I didn't just want to build a standard CRUD app; I wanted to use this opportunity to teach myself the language by tackling a complex Digital Signal Processing (DSP) problem from first principles, without relying on pre-made APIs.
The Goal
My goal was to build a standalone desktop application that could:
- Analyze Audio: Take a raw audio file (WAV/MP3) and visualize its frequencies.
- Fingerprint: Convert that audio into a unique "hash" that persists even if the audio is distorted.
- Match: Search a database to find the song title and artist.
The Solution
Technical Decisions
I chose Python for its strong mathematical libraries (NumPy) and Tkinter for the GUI, as this allowed me to keep the application self-contained and runnable on any desktop without a complex web server setup.
The "Database" Challenge: To demonstrate a deep understanding of data structures, I opted not to use a pre-made SQL database. Instead, I architected a custom flat-file database system.
- I designed a schema using structured text files to store song metadata and fingerprint hashes.
- I wrote my own parser to efficiently read, write, and index these files, essentially building a mini-database engine from scratch.
Algorithms & Challenges
The core challenge was translating raw sound waves into something searchable.
- Spectrogram Generation: I used hand-coded Fast Fourier Transforms (FFT) to break the audio waves down into their component frequencies over time.
- Peak Finding: A raw spectrogram is too noisy. I implemented a "Constellation Map" algorithm that iterates over the spectrogram grid and identifies "peak" intensities—the loudest notes that survive noise.

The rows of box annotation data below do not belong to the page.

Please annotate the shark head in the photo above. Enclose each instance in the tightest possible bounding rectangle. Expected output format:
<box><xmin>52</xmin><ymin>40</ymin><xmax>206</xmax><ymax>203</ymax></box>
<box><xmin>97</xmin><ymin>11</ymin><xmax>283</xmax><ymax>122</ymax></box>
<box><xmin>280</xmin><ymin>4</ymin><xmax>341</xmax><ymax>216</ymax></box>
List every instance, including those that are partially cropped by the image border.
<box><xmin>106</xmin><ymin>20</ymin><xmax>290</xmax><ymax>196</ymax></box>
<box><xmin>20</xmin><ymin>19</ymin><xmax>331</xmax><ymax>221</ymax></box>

- Combinatorial Hashing: I created unique hashes by pairing these peaks together (anchor points) and calculating the time difference between them. This ensured that even if the recording was sped up or slowed down slightly, the relative distance between peaks remained constant.
The Result
The final project was a fully functional GUI application. Users could upload a song, view the real-time spectrogram generation, and receive an accurate match from the library.
Lessons Learned
This project was a "trial by fire" as it was my first Python codebase. I had to learn the syntax, the standard library, and concepts like Fast Fourier Transforms (FFT) simultaneously.
It taught me how to read technical whitepapers and translate mathematical concepts into code—a skill that has stuck with me far longer than the specific Python syntax I learned at the time. It also gave me a foundational respect for database management systems by forcing me to handle file locks, parsing errors, and data retrieval manually in my custom text-file database.